Any smaller scale and it becomes unclear what a boundary actually means.

[quote=“Senegoid, post:28, topic:944844”]
To demonstrate (more simply than the arcane Mandelbrot Biscuit ) how region of finite area can have an infinite perimeter, consider the simple snowflake curve (which seems to appear in the video that @Joey_P linked above).[/quote]

The snowflake provides a simple and compelling visual and and conceptual (i.e. no math required) example of how the perimeter can be infinite. However, a similar nonmathematical way of clearly illustrating why the area is finite is not apparent to me. It seems to my simple mind that with every iteration of adding a new set of triangles to the perimeter, you’d also be adding a tiny bit of area. In that way of construing it, if the perimeter is infinite the area is too. What am I not getting?

Every time you add to it, you are only adding a tiny bit of area, the amount of area that you add each time actually decreases. It will approach a certain area asymptotically, but never reach it.

At the same time, every time you add to it, you are increasing the perimeter by an increasing amount, much more than doubling it each time.

The area will approach a certain finite number, and the perimeter will grow without bound.

This is correct, however the amount of area you add at each step grows smaller and smaller with each step. The total area cannot be infinite, as is easily seen since it all fits into a bounded region.

The perimeter gets larger and larger by adding fractal convolutions. Furthermore, simple shapes can have perimeter equal to 1, e.g., but arbitrarily small area, so it’s not like there is a minimum area-to-perimeter ratio. There is a maximum, of course.

Circumscribe a circle around the original triangle. No part of the snowflake will ever extend outside of that circle, and the area of the circle is finite. The area of the snowflake is smaller than the circle, so the snowflake’s area must be finite, too.

Of course, you could also come up with other shapes that the snowflake curve fits inside, and so get even tighter bounds on the snowflake’s area. You could even use a succession of tighter and tighter bounds to calculate the snowflake’s area exactly, like Archimedes might have done. But the circle (or any other one boundary) is enough to prove that it’s finite.

Actually, multiplying it by 4/3 each time. But yes, (4/3)*(4/3)*(4/3)*(4/3)*… clearly tends towards infinity.

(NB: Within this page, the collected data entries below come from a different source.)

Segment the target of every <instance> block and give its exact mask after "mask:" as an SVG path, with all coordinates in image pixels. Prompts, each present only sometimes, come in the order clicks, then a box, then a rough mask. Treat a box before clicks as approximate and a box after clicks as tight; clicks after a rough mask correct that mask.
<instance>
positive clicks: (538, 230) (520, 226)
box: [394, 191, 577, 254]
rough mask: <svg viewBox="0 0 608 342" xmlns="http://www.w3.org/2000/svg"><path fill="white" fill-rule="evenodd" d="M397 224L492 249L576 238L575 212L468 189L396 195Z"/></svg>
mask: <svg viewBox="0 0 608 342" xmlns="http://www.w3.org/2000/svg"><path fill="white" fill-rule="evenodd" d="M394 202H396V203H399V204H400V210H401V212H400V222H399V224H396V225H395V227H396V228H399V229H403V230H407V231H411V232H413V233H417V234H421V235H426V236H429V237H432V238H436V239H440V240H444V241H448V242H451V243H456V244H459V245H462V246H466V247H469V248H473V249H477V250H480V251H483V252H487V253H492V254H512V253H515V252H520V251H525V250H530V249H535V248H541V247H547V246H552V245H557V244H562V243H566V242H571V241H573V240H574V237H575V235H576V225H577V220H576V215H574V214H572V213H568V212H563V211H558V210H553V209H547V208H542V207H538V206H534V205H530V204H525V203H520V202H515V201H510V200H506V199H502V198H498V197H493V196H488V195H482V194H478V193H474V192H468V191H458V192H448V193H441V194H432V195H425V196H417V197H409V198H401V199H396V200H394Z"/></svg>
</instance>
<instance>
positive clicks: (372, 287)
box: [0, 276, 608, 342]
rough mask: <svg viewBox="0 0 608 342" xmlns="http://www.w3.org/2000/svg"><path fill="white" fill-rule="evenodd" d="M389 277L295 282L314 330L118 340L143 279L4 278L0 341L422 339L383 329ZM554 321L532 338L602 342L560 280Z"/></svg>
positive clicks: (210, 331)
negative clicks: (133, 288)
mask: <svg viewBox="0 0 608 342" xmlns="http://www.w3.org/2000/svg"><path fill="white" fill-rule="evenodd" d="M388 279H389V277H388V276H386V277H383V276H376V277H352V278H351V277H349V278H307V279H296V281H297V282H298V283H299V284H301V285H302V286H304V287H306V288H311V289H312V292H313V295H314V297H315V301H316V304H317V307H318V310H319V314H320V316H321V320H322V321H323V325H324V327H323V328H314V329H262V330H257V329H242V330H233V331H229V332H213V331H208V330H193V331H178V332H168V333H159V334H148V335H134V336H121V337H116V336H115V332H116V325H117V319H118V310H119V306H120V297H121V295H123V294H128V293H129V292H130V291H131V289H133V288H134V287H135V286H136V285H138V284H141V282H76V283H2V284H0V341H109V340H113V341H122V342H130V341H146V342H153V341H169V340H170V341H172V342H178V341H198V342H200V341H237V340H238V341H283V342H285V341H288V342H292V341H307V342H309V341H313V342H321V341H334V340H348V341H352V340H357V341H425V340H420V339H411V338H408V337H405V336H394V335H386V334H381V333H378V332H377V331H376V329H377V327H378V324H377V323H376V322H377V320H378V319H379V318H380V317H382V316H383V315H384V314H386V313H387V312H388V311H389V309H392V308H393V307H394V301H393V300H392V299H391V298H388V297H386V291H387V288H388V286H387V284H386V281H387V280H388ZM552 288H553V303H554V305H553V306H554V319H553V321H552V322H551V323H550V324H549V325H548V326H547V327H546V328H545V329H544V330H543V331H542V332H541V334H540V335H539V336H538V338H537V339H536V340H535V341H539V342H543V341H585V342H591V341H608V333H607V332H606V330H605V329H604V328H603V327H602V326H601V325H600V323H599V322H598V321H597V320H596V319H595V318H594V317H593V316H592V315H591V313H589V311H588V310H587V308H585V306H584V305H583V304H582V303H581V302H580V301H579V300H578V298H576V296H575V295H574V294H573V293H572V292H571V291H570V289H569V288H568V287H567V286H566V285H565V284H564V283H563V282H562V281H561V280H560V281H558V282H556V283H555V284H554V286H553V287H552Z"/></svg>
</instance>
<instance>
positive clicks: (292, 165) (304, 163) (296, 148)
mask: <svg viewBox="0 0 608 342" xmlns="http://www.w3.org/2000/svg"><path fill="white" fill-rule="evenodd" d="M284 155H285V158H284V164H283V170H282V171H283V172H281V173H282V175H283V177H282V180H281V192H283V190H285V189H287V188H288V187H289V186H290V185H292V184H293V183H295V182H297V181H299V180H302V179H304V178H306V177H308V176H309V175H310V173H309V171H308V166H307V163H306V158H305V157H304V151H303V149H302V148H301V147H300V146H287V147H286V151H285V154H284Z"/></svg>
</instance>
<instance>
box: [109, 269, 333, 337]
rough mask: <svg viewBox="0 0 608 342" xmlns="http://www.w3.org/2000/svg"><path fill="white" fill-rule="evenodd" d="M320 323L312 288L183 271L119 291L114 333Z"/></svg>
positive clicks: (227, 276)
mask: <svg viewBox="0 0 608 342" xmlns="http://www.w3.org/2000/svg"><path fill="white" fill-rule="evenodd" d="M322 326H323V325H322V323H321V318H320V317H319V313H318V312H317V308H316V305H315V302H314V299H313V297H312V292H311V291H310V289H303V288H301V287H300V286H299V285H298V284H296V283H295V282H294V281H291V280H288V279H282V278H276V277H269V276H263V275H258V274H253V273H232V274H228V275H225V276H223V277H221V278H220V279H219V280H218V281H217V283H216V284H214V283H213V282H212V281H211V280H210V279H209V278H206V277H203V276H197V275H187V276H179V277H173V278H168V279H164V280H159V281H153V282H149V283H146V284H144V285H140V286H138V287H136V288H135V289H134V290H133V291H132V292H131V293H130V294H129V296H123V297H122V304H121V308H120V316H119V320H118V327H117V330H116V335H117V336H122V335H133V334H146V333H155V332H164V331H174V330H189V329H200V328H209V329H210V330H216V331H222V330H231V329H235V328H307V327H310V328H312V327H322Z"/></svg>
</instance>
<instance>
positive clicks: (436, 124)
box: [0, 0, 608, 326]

Just because it is bounded, does that mean it can’t be infinite? If you start with 1.0 and add 0.1, then 0.01, then 0.001, and so forth, your number will be getting infinitely bigger, but you will never get to 1.2.

ETA: Back to the snowflake: the perimeter is getting bigger by bigger increments, and the area is getting bigger by smaller increments, but they are both getting infinity bigger.

If 1.2 is an upper bound at each step, then your sequence of numbers will converge to a number no bigger then 1.2, therefore not infinite.

The area does not; just write down the area explicitly and you can check for yourself. The perimeter does get arbitrarily large, though, for reasons already discussed (it is too convoluted to have a finite length)

Why?

It is only infinite if you never stop doing it.

Seems like circular reasoning.

" (4/3) * (4/3) * (4/3) * (4/3) *… " is infinite if you do it infinitely many times.